Yes, pretty dreadful all round. Watching Spirit Trap, which was written by Phil O'Shea, it's as if the previous twenty five years of horror movies never happened as this could easily have been made about 1980 with its cast of young people dropped straight in a deadly situation that could see them all picked off one by one. To be fair, this is a British horror movie, and they didn't quite follow the same rules as the Hollywood ones, but as far as this film goes it's taken them quite a while to catch up and here everything seems passé.

Or perhaps they were attempting to imitate the popularity of the Asian horrors that gained renown in the five or so years before Spirit Trap was released? There is, after all, an aspect to the haunted house that has water overflowing, dripping and generally looking as if the plumbing needs attention, as in the likes of Dark Water.

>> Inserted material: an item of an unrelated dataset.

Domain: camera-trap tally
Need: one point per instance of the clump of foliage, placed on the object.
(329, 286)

But first we must meet the victims, with Jenny marked out as the obvious final girl. Along with her and Nick, there's the mysterious Tina (former Eurovision Song Contest runner-up Alsou), and a rather obnoxious couple, Tom (Luke Mably) and Adele (Emma Catherwood).

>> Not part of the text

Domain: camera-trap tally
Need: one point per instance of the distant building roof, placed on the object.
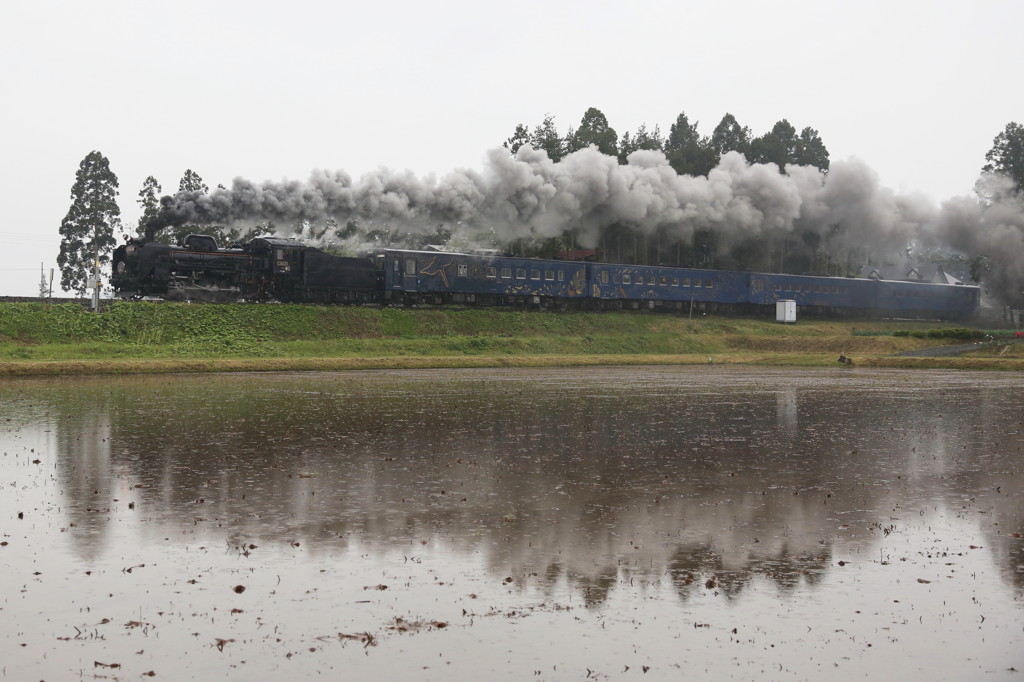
(928, 273)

It's clear that, what with Tina staying enigmatic, Jenny and Nick are our heroes as Tom and Adele smoke, drink and take drugs like there's no tomorrow - which perhaps there won't be. Once the grandfather clock is tick tocking away, complete with a number of dials on its face, the supernatural makes its presence felt when three of the housemates have a go with a planchette they find in a cupboard. During an impromptu seance, the planchette spells out a message, apparently from Jenny's deceased mother, which not unreasonably spooks the girl. There's an awful lot of set up here, with little reward.

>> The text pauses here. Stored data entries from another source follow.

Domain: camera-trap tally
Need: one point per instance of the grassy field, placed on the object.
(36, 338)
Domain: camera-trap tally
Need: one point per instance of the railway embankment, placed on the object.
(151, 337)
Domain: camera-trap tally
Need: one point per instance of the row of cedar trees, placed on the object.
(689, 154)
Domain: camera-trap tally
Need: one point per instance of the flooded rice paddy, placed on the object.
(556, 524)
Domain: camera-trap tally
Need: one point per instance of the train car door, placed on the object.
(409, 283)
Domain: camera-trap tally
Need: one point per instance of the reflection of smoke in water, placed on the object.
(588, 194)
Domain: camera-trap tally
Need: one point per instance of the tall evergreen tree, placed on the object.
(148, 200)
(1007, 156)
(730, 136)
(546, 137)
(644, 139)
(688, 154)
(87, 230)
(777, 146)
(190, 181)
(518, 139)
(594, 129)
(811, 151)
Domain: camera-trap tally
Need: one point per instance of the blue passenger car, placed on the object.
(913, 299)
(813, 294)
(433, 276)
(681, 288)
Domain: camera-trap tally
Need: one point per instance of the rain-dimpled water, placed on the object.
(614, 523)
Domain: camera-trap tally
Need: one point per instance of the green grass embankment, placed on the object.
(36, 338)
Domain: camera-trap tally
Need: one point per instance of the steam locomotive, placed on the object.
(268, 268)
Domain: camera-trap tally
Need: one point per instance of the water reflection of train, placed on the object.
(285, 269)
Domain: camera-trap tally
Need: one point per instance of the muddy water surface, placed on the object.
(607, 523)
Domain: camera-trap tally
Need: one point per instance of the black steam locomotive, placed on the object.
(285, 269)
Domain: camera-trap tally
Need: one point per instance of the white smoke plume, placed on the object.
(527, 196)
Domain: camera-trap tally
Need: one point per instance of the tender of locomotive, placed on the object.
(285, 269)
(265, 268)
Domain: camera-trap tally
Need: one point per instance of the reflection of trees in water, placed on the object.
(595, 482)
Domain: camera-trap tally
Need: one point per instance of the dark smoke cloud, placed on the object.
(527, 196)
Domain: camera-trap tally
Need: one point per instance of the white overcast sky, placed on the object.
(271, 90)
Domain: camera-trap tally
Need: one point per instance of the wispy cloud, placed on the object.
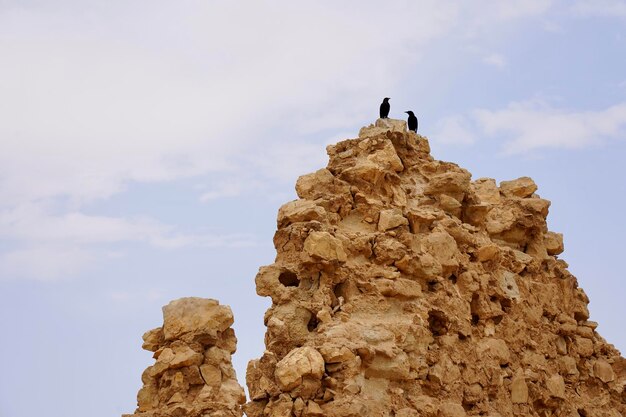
(91, 102)
(599, 8)
(532, 125)
(454, 130)
(50, 247)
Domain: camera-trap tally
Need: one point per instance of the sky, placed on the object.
(146, 146)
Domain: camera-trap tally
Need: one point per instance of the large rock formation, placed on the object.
(193, 375)
(403, 288)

Piper gained a lot of well-deserved respect for her role in Doctor Who on television, but she must have been thankful this film was quietly forgotten about almost as soon as it was unleashed on an unwelcoming world. She's not too bad here, as none of the cast are really, but their characters are paper thin leaving them to simply run around swearing (yes, you do get to hear Billie swear in a moment of weakness). There are shady secrets in the students' pasts which have doomed them to a possible eternity in the haunted house, but don't worry, the film doesn't hang around as long as all that. As a run-of-the-mill chiller, Spirit Trap is efficient enough, but its single location action is more monotonous than claustrophobic. Music by Guy Fletcher.